Tadd, who was a bow hunter, got into archery in 1994 or 1995, he said.
"He did one indoor and got us into it," Susan said, adding their oldest daughter started at 8 or 9 years old, while their youngest started at about age 3.
About four years ago, Tadd started the Swift County Archers. He currently serves as president of the club, which is housed in a renovated old building. He also teaches community education archery classes.
"We've got a wonderful group of people in our club," Susan said.
Sheldon Ahrndt has the most years of experience.
"I've been doing it since 1957," he said, when he was 15.
The sport helped his wife, Jan, who was stricken with polio at the age of 2-1/2 and was left physically weakened for many years. Through archery, Jan said, she was able to gain upper body strength.
Katelyn Messner, another club member, is one of the younger shooters in the competition at the age of 6. She has been shooting for a while but this is her first year in league competition, said her parents, Rob and Shelley Messner, who own Page Lake Archery Shop. "They've been a big help to lots of the kids," Sheldon Ahrndt said of the Messners.
"It's fun because I get to do something with my boys," said Shelley Messner, referring to sons Philip, 12, and Andrew, 10. Archery, she said, is easier for her to do with them than football.
Forty-three members of the club are competing in the state tournament, but with supporters also making the trip and sitting on the sidelines, the club is bringing more than twice that number to Bemidji for the weekend, club members said.
A number of Bemidji athletes were at BSU for the state indoor tournament, including Lisa and Warren Wilcox and their children, son Wyatt, 20, and daughters Nickel, 15, and Autumn, 10.
"I've been shooting since age 5," Nickel said.
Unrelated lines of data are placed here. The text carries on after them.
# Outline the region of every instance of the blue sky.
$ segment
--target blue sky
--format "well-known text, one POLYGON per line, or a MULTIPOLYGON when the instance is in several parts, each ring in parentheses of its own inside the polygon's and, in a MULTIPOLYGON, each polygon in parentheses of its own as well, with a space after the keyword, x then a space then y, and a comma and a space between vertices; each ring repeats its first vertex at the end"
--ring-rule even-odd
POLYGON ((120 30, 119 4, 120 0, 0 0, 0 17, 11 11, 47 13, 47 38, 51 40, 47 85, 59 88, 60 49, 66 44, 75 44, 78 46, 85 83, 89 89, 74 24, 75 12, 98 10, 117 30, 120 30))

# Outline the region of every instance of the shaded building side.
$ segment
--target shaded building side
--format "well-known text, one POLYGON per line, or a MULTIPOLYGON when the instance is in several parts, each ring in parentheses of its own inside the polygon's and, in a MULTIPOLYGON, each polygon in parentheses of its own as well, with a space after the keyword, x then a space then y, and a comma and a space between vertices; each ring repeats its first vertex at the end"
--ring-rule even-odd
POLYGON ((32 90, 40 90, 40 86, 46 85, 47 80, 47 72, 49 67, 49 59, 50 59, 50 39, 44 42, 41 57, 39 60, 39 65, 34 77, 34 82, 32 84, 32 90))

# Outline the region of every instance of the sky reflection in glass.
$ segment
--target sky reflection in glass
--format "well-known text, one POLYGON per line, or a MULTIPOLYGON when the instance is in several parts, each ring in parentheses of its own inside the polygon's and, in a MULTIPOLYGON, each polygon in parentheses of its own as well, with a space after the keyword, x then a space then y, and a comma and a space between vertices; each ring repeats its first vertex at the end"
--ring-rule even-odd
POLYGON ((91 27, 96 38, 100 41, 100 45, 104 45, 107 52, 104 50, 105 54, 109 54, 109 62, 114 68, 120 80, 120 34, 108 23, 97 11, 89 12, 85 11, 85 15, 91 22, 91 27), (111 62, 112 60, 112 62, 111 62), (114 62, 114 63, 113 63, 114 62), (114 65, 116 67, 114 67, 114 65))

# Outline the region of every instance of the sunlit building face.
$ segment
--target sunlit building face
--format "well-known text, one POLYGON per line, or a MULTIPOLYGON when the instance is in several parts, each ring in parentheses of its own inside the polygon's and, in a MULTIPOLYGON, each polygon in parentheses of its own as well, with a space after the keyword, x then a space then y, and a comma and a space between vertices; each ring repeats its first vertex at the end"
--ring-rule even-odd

She started competing a few years later.
"My husband is a bow hunter," Lisa said. "When we were engaged, we shot leagues together."
Later, Warren and Wyatt competed together, and by the time Autumn was 3, Lisa got the girls into the sport as well.
"It's a family-oriented sport," said Lisa, who took third in her flight Saturday morning. The family is very competitive, but they don't compete against one another, Lisa said.
"We've taken the kids to West Virginia for the world championships," she said, where Wyatt took a second and third place and Nickel had a ninth-place finish.